Introduction
This article describes a simple implementation of the fuzzy (string) search. It can be used for approximate string matching (for more information, see http://en.wikipedia.org/wiki/Fuzzy_string_searching).
Other algorithms for approximate string searching exist (e.g., Soundex), but those aren't as easy to implement. The algorithm in this article is easy to implement, and can be used for tasks where approximate string searching is used in an easy way.
A List<string>
is used for searching, and therefore it's quite easy to search a database.
Background
The algorithm used the Levenshtein-distance for determining how exact a string from a word list matches the word to be found.

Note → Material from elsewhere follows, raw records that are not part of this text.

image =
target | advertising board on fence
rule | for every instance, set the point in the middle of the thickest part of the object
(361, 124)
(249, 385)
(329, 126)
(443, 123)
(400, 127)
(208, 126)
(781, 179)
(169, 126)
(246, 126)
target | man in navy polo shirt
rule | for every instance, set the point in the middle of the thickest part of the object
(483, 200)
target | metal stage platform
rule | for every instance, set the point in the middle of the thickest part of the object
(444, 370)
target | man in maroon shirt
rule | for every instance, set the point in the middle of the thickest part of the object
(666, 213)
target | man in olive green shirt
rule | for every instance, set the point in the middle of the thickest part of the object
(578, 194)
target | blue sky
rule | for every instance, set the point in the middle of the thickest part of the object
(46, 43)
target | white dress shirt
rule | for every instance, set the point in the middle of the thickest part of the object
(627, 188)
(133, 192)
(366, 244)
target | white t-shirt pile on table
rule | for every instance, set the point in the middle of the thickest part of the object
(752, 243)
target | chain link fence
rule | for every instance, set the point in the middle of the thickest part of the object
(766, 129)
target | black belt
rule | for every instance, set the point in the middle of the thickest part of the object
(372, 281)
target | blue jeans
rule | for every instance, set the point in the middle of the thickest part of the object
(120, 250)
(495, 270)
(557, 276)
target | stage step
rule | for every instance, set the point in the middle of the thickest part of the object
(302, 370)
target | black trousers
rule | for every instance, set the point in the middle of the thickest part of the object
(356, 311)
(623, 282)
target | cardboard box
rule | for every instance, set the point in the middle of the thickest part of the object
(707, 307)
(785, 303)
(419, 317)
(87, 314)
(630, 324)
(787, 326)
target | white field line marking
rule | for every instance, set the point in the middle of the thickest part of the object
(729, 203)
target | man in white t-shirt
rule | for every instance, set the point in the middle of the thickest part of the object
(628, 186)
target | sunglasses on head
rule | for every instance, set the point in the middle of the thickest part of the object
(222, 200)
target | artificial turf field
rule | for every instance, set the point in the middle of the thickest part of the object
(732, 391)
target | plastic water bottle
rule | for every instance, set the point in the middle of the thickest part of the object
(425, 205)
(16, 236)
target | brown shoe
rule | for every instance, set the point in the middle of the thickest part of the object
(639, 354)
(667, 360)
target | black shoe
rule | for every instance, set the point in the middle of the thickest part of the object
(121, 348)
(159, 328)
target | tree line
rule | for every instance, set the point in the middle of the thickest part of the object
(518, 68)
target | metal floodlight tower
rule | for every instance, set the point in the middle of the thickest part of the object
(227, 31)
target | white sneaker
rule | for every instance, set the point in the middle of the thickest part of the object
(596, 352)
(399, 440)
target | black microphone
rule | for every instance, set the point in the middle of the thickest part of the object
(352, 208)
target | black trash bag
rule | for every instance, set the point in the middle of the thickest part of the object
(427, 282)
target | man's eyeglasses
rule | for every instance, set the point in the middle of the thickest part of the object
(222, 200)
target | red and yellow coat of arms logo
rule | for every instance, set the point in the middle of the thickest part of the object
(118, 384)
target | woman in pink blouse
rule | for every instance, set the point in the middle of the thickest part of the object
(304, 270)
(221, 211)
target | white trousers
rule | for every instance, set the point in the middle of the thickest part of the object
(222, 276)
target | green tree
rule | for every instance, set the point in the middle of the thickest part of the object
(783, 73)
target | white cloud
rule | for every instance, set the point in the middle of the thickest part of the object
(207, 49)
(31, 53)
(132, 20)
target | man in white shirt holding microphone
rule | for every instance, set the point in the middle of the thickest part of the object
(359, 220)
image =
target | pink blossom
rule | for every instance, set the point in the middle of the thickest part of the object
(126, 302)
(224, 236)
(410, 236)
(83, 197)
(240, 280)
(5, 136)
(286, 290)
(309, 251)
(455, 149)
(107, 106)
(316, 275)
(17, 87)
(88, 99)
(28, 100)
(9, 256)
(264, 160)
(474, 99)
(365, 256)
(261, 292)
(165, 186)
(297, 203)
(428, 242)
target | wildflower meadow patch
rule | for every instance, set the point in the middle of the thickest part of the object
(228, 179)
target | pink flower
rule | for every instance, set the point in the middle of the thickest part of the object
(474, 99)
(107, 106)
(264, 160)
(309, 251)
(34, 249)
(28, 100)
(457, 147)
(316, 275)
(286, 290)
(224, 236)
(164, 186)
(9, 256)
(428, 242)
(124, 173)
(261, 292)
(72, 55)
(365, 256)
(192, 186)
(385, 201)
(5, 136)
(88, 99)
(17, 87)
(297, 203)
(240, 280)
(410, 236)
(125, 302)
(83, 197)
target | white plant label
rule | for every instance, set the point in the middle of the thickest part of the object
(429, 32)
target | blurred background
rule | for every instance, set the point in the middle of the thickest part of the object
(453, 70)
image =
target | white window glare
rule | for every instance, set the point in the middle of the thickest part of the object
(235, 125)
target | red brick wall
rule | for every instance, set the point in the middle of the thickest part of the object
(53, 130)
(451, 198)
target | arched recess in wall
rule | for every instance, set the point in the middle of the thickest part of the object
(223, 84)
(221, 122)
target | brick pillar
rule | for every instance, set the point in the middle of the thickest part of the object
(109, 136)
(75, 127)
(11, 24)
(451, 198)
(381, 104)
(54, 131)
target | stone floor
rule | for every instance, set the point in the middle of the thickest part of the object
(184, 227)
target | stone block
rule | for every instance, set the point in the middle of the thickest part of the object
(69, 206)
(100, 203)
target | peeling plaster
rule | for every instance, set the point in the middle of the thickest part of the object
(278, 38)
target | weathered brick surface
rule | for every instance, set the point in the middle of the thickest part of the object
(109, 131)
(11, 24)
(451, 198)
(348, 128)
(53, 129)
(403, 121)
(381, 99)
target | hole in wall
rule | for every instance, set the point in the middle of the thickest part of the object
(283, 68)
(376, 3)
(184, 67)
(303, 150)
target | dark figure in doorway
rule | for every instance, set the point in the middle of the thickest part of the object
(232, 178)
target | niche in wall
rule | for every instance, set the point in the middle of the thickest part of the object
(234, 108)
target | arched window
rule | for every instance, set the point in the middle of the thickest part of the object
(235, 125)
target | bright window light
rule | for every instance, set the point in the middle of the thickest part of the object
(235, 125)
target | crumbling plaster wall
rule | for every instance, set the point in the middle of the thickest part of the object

Information about the Levenshtein-distance can be found at http://en.wikipedia.org/wiki/Levenshtein_distance.
Using the code
The following example will show how simply the class can be used.
static void Main(string[] args)
{
string word = "Code Project";
List<string> wordList = new List<string>
{
"Code Project",
"Code project",
"codeproject",
"Code Projekt",
"Kode Project",
"Other Project"
};
List<string> foundWords = FuzzySearch.Search(
word,
wordList,
0.70);
foundWords.ForEach(i => Console.WriteLine(i));
Console.ReadKey();
}
Output:
Code Project
Code project
codeproject
Code Projekt
Kode Project
Implementation
A basic approach is shown. Instead of the Levenshtein-distance, a more optimized algorithm could be used - but here, a quite simple implementation is given for clarity reasons.
Levenshtein-distance
For computing the Levenshtein-distance, I use the following algorithm:
public static int LevenshteinDistance(string src, string dest)
{
int[,] d = new int[src.Length + 1, dest.Length + 1];
int i, j, cost;
char[] str1 = src.ToCharArray();
char[] str2 = dest.ToCharArray();
for (i = 0; i <= str1.Length; i++)
{
d[i, 0] = i;
}
for (j = 0; j <= str2.Length; j++)
{
d[0, j] = j;
}
for (i = 1; i <= str1.Length; i++)
{
for (j = 1; j <= str2.Length; j++)
{
if (str1[i - 1] == str2[j - 1])
cost = 0;
else
cost = 1;
d[i, j] =
Math.Min(
d[i - 1, j] + 1,
Math.Min(
d[i, j - 1] + 1,
d[i - 1, j - 1] + cost));
if ((i > 1) && (j > 1) && (str1[i - 1] ==
str2[j - 2]) && (str1[i - 2] == str2[j - 1]))
{
d[i, j] = Math.Min(d[i, j], d[i - 2, j - 2] + cost);
}
}
}
return d[str1.Length, str2.Length];
}
The Searching
In the search process, for each word in the wordlist, the Levenshtein-distance is computed, and with this distance, a score. This score represents how good the strings match. The input argument fuzzyness
determines how much the strings can differ.
public static List<string> Search(
string word,
List<string> wordList,
double fuzzyness)
{
List<string> foundWords = new List<string>();
foreach (string s in wordList)
{
int levenshteinDistance =
LevenshteinDistance(word, s);
int length = Math.Max(word.Length, s.Length);
double score = 1.0 - (double)levenshteinDistance / length;
if (score > fuzzyness)
foundWords.Add(s);
}
return foundWords;
}
LINQ-variant
This piece of code could be written in LINQ too.
public static List<string> Search(
string word,
List<string> wordList,
double fuzzyness)
{
List<string> foundWords =
(
from s in wordList
let levenshteinDistance = LevenshteinDistance(word, s)
let length = Math.Max(s.Length, word.Length)
let score = 1.0 - (double)levenshteinDistance / length
where score > fuzzyness
select s
).ToList();
return foundWords;
}
History
- 2009 June 1st: Initial release.